The Green Line is loaded far above its capacity at rush hour. Full cars often have to pass full stations without taking new passengers. As a result, many more people are driving than want or need to drive, limiting growth and degrading local quality of life.
Last year around this time, we held a meeting about how to build capacity on the Green Line. We identified a number of short and long term measures for improvement.
The big idea for the Green Line is to add more equipment so that during rush hour more trains can be three car trains. To get to three car trains, the T needs to have more cars, and also has to upgrade the power supply — they cannot run three car trains close together without running the risk of overloading circuits.
I was pleased to see that Governor Patrick proposed funding for Green Line cars and power upgrades in his “Way Forward” plan for transportation spending for the next 10 years. Since that plan came out in January 2013, I have been focused on how to make it a reality.
Step one was to put more money in place for transportation system maintenance generally. That was last year’s battle, to fund transportation generally at a high enough level to start catching up on deferred maintenance on roads, bridges and public transportation. The outcome of last year’s battle was a very significant increase in transportation funding — much less than some of us had sought, but enough to make a real difference.
Step two was the step we took last night — to authorize borrowing against the new revenue stream for specific transportation purposes. The borrowing bill authorizes $13 billion in borrowing for capital project spending over the next five years, including $2.5 billion specifically for MBTA projects.
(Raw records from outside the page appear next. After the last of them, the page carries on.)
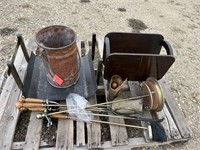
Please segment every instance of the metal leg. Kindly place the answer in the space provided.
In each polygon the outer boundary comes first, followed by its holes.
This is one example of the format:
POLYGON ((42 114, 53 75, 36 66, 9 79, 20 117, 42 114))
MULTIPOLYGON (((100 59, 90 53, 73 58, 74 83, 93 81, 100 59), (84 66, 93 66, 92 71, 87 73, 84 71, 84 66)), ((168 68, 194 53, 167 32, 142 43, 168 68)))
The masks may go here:
POLYGON ((96 45, 96 33, 92 34, 92 61, 94 60, 95 56, 95 45, 96 45))
POLYGON ((100 78, 102 76, 102 62, 103 60, 102 59, 99 59, 98 61, 98 68, 97 68, 97 85, 99 85, 100 83, 100 78))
The Governor had allocated a higher number for the MBTA in his Way Forward plan. However, the Way Forward plan was a 10 year plan as opposed to a 5 year plan. Essentially, the difference was the amount of the Green Line cars, so in the bond bill, the purchase of Green Line cars is being pushed out into the future by at least 5 years.
When the early drafts of the bond bill came out, I considered advocating for a substantial increase, to accommodate earlier purchase of the Green Line cars. However, first of all, it became clear that the totals were more or less set in stone politically and a $700 million increase for any purpose was not going to fly. But further, in conversations with the T, it emerged that the T wasn’t really ready to purchase a new Green Line fleet — the existing fleet isn’t actually about to be ready for the junk yard. The more responsible approach to the problem is to continue to maintain the fleet and plan for replacement in the 10 to 15 year time frame, beyond even the time frame of the Way Forward plan.
My next approach was to suggest a 25 to 50 car increase in the imminent car purchase for the Green Line Extension towards Medford. But again, in conversations with the T, new barriers emerged — the T really doesn’t have physical storage space to accommodate a material increase in the number of cars on the Green Line.
So, what I finally did on the issue in the bond bill was to offer language making clear that a portion of the $2.5 billion could be used for
planning design and construction of vehicle storage and maintenance facilities and public process related there to.
The next phase of advocacy is to work with the MBTA and with the Governor to allocated available funds to actually make progress. The big pieces over the next five years will be:
- Understanding and beginning to address the facilities constraints on Green Line fleet size.
- Understanding and, hopefully, addressing the power limitations on the Green Line.
- Making sure that planning is occurring on a responsible time frame for fleet expansion in the next decade.
The MBTA has, in fact, included in its 5-year capital plan funds to support planning for both power upgrades and the acquisition of a new and expanded fleet of Green Line cars. It’s too soon to allocate funds to actually doing the power upgrades as the problem is not yet fully understood. See generally, page 26 of the 5-year capital plan.
We’ll stay on the issue. Later this year, we’ll be scheduling a second public forum for the Green Line and at that forum, we hope to be able to report progress that people will feel sooner — maintenance improvements, signal timing improvements, real-time train location information.